The equivalent idea is provided in the STL with the const iterators. As we have a class iterator defined inside the container class definition, we also have a definition for a class const_iterator , which provides basically the same functionality as a regular iterator , except that modifying the data "pointed to" by the const_iterator is disallowed.

Thus, we could use const_iterators to implement the examples previously shown, as illustrated below:

list<int>::const_iterator current = values.begin();
int high = *current++;

while (current != values.end())
{
   if (*current > high)
   {
      high = *current;
   }
   ++current;
}

In this example, if you accidentally write something like

*current = high;

the compiler will report an error, given that modifying the "dereferenced" value of a const_iterator is disallowed.

How is this implemented? It is indeed simpler than we might think. We already agreed that the iterator class definition provides the unary * operator to provide the "dereferencing" operation (access the value pointed to).

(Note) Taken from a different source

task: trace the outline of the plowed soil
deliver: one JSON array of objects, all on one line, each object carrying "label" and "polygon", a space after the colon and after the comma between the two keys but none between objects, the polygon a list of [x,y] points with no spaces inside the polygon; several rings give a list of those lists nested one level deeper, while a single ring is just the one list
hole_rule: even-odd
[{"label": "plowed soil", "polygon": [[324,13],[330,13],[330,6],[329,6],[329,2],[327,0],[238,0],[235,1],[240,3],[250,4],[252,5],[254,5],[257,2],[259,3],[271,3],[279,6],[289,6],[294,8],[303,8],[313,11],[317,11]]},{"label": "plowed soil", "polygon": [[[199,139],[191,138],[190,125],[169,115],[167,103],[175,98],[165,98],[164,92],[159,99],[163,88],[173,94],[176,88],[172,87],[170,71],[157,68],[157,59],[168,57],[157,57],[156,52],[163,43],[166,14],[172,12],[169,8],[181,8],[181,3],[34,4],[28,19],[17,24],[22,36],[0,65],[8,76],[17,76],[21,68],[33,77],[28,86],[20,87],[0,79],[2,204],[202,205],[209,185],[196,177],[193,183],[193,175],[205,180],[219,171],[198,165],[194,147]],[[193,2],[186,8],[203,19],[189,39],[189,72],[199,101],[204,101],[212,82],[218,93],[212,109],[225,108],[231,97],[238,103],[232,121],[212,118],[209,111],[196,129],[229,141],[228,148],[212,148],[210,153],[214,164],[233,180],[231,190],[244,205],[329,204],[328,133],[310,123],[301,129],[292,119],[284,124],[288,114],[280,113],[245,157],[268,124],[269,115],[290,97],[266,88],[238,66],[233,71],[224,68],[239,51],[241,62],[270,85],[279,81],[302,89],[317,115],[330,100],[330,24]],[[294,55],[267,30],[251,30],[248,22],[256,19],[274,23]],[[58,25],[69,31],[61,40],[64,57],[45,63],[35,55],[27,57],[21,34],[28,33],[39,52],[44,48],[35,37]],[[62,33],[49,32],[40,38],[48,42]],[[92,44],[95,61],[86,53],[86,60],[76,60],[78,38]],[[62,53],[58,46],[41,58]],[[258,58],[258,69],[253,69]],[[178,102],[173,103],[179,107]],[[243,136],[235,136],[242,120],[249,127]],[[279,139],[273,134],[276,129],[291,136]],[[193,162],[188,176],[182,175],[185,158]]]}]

In the case of the iterator for a linked list, we could figure that the * operator's implementation is something along these lines:

T & list<T>::iterator::operator* () const
{
return current->data;
}

Where T is the type in the template definition, and data is, of course, an item of type T .

Notice that the function must return a reference to the data item, such that the return value of the function can be used either as an Lvalue or as an Rvalue.

The equivalent operation, for a const_iterator , would be implemented as:

const T & list<T>::const_iterator::operator* () const
{
return current->data;
}

The only difference is that the function now returns a reference to a constant value, which will prevent client code from modifying the returned value.

There is obviously more: the const_iterator class provides a constructor that takes an iterator of the same container as parameter. The converse is obviously not true: a const_iterator can not be used to create a regular iterator (that would compromise the constness of the object pointed to by the const_iterator ).

As far as the containers are concerned, the functions begin() and end() (which return iterator s) have multiple versions (overloaded member-functions) in which the overloading resolution is done based on the constness of the object that calls the member-function. In particular, the prototypes for the begin() and end() functions would be something along these lines: (the example is shown for a list container)

// ... inside the class list<T> definition:

list<T>::iterator begin();
list<T>::iterator end();

list<T>::const_iterator begin() const;
list<T>::const_iterator end() const;

Thus, if a container object with the const attribute is used to call the functions begin() or end(), the compiler will use the const versions, which return a const_iterator ; if a non-const object is used, the non-const functions will be chosen by the compiler, which return regular iterators.

These are other types of iterators, but I will omit here a detailed description of the others. Consult a reference book to further investigate about iterators.